The Squamish Nation is aware of the urgency, but has only started to assess the impact of major industrial proposals around Howe Sound, Chief Ian Campbell told participants in last week’s Community to Community Forum at the Sechelt longhouse.
“We’re not at a place yet to substantively do all our due diligence and research on things like LNG — we are just starting those processes,” Campbell said.
The forum was co-hosted by the shíshálh (Sechelt) Nation and the Sunshine Coast Regional District (SCRD), and one agenda item focused on major developments proposed for Howe Sound — the Burnco gravel mine at McNab Creek, the Woodfibre LNG plant, and the Metro Vancouver waste incinerator at Port Mellon.
“Those are issues that we’re talking about, but we’re not talking to each other,” Campbell acknowledged in response to a question from Gibsons Coun. Lee Ann Johnson. “That’s why I like to be here, because we start to remove the boogeyman from the bushes, if you will, saying we need to come together. The urgency is the first step. After urgency comes more collaboration and visioning and then building your coalitions and all these processes. We recognize there’s urgency.”
Campbell said the Squamish Nation has “just finally” developed a framework agreement on consultation, “to start identifying what we do see as appropriate consultation and engagement.”
The Band’s LNG framework agreement “was something that was met with resistance by the proponents as well as the environmental assessment and other regulatory bodies,” he said.
“And we basically just took the position that we’re not stakeholders in our own territories, we’re not going to be treated in an environmental assessment process that does not address Aboriginal rights and title and really has no mechanism to address those issues.”
On the Woodfibre LNG proposal, Campbell said his council has received feedback — “not only from our members, but from other First Nations and other British Columbians” — pointing out that the project cannot be looked at in isolation, as it involves climate change and the impact on fresh water from fracking in the North.
“These are concerns that we can’t continue to be in our own silo here and only look at the Howe Sound area or the Sunshine Coast, but what is the cause and effect of us allowing projects that may have harm elsewhere?”
“Our community is quite concerned about these issues, as well as your family,” Campbell told Islands Trust Gambier Island trustee Jan Hagedorn, who had questioned him on the LNG project. “I don’t have the answers as of yet, but we’re certainly pleased that we’re taking the next step in terms of creating a process.”

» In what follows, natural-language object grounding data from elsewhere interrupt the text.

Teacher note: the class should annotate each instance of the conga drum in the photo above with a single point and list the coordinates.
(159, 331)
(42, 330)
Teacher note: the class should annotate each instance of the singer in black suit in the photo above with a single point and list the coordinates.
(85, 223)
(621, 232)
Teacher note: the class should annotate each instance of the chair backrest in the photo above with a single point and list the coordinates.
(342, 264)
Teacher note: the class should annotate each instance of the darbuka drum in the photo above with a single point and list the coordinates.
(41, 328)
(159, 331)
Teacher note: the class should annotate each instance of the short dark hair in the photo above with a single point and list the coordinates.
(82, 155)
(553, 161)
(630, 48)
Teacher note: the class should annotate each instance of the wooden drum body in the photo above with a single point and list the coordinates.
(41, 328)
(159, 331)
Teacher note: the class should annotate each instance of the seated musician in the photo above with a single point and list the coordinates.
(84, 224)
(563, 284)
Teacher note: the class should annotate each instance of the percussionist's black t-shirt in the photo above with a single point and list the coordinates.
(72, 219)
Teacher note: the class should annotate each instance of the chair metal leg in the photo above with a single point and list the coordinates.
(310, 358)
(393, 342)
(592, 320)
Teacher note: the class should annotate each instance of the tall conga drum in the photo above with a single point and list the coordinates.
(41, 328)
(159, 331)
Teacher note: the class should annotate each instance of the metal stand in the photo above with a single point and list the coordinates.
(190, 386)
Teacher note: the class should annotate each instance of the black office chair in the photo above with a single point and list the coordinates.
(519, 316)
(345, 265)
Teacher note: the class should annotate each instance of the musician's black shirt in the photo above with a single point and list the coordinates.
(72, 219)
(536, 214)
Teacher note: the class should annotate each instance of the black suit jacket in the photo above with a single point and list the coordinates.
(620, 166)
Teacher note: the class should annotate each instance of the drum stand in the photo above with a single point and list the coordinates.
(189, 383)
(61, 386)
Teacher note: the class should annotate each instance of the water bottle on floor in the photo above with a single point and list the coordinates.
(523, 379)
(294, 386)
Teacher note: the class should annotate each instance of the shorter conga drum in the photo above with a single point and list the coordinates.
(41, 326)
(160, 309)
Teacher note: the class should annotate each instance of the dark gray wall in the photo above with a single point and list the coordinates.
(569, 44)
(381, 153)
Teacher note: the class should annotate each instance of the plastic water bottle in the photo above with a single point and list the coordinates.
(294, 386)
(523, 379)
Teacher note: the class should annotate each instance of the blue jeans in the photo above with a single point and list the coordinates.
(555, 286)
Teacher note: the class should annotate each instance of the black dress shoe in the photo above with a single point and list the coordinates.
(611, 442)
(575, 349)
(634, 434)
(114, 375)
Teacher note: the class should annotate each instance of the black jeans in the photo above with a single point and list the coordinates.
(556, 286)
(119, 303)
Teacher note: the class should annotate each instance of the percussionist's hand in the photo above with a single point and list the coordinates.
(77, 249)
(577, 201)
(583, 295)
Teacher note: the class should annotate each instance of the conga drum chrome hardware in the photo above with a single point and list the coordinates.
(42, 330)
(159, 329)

Campbell praised the work of the Howe Sound Community Forum — which brings together First Nations, local governments, and groups that have interests in Howe Sound — and credited it for helping the Squamish incorporate marine uses as it progresses to the second phase of its land-use plan.
He said he appreciated the patience of local governments such as the SCRD that have been waiting to sign protocol agreements with the Squamish.
“It’s been challenging for us to respond,” he said, “because of the magnitude of the issues within our territory,” which extends from Roberts Creek to the Lower Mainland, encompassing Howe Sound.
During the cultural component of the forum, Campbell shared traditional origin stories, as did Sechelt Nation historian Candace Campo, who was MC for the event. Speakers from both First Nations as well as the Sliammon Nation highlighted the strong family ties that existed between them through intermarriage.
“We never forget those connections and we’re always taught never to forget those connections,” Squamish Nation Coun. Christopher Lewis (Syeta’xtn) said.
Campbell, 41, was re-elected last December to the 16-member Squamish Nation council in an election that was widely seen as a changing of the guard for the Band. A hereditary chief, his ancestral name is Xalek and his chieftain name is Sekyu Siyam from the village of K’ik’elxn, at the site of Port Mellon in West Howe Sound.